The picture Springer eventually took of that farm school features a passel of children gathered like a choir of angels, sitting on hay bales between their school lessons, bathed in afternoon light as if in a Renaissance painting. The photographs in “Dormant Season” are black and white, but that hint of nostalgia feels representative of rural life, not feigned. Around the edges of sweet embraces, snowy footprints, and storybook farm scenes are cell-phone chargers and television antennas, hot plates and hunting rifles, acupuncture needles and DVDs. Underwear and canning jars can be seen along with drywall and sheets of plywood; nobody is wearing their Sunday best, but the laundry hanging on the line is crisp and clean. In one picture, an elderly man rests on a couch that has been made into a bed while his elderly dog does the same on the floor beside him, a stack of bedding elevating the dog almost to the man’s height. In another, a living room has been taken over by a hospital bed, but the dignified man sitting near its side rail holds a puppy as two others play on the floor.

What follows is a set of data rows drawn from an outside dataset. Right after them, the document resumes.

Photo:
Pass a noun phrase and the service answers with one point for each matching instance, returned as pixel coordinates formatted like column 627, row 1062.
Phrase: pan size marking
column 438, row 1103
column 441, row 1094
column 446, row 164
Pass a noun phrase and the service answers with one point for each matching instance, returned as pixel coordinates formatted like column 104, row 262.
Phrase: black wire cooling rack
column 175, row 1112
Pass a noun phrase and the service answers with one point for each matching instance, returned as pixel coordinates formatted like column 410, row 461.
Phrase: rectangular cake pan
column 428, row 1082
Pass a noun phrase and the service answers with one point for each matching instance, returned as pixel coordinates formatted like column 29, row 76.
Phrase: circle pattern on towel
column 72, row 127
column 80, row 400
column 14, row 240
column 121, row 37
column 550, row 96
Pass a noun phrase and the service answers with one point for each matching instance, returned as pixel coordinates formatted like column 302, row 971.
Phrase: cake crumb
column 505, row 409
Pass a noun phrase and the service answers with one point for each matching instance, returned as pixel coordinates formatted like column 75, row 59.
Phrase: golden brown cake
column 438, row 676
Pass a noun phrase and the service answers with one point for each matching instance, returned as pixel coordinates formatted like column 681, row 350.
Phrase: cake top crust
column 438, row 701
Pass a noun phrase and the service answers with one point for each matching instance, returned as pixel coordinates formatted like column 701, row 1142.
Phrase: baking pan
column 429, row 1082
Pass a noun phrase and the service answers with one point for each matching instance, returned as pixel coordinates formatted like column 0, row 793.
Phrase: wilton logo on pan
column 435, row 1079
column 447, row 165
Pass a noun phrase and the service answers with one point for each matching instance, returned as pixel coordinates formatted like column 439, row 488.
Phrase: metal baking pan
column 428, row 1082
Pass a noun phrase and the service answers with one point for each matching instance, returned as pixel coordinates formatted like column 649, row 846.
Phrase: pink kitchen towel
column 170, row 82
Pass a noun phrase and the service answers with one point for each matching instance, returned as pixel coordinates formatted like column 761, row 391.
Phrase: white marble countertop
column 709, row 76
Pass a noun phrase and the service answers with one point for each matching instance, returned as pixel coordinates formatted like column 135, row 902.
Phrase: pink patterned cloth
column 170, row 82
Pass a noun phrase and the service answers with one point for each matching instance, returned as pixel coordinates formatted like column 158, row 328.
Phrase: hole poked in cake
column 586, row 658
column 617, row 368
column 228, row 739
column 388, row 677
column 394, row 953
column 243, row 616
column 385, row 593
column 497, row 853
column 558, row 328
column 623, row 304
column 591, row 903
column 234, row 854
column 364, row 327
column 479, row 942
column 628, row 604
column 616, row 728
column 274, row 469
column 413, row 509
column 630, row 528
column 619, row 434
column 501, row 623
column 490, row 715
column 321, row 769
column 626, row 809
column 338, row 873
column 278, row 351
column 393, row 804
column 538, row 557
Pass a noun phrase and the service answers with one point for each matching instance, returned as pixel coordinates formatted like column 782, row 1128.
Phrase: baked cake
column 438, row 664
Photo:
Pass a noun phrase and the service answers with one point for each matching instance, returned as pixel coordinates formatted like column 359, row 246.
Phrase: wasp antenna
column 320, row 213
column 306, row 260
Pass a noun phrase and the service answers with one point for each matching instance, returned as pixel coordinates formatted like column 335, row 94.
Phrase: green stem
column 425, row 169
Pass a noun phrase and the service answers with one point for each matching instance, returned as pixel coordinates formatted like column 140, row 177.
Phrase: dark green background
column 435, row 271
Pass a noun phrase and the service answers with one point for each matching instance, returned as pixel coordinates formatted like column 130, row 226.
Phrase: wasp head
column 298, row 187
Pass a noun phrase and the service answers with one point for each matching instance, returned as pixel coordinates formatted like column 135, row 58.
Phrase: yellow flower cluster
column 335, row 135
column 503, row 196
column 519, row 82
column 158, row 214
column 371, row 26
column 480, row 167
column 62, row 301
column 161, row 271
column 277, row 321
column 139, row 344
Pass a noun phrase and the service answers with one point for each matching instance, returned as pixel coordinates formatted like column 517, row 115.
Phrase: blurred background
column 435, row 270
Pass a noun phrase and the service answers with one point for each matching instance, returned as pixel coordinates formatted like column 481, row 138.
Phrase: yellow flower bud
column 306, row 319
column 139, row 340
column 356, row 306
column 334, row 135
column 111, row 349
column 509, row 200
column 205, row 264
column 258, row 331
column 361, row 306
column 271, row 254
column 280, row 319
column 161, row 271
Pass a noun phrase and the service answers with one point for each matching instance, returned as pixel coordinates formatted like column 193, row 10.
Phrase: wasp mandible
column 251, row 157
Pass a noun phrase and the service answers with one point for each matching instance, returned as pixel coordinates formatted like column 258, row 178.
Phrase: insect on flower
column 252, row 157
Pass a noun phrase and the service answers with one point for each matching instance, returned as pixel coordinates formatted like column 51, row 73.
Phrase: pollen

If this part of Wisconsin is anything like the area where I grew up, then the hospital bed might have been brought there by the Lions Club, moved from house to house by volunteers as men and women recover from heart attacks, strokes, and accidents like the one Springer memorializes in another photograph of someone’s thumbless, calloused hand resting on a pillow. Maybe the Rotary Club has built a wheelchair ramp outside the front door of one picture, and maybe the boys playing beneath the field-dressed white-tailed deer in another will deliver butcher-paper-wrapped venison as part of their 4-H service project. Perhaps the floral-patterned couch, looking like a life raft with two children and two dogs crowded onto it, came from a Habitat ReStore. Springer’s photographs are so pleasing in part because they invite endless speculation about their inner logic and external relationships: which children go with which adults, whether those dark specks are tracks in the snow or birds in the sky, how fingerprints can look so much like ghosts, whether the lake is frozen enough to drive a car across it, whether the eggs are hard-boiled or poached, which farmer takes care of which fields, whether the calf is newborn or stillborn.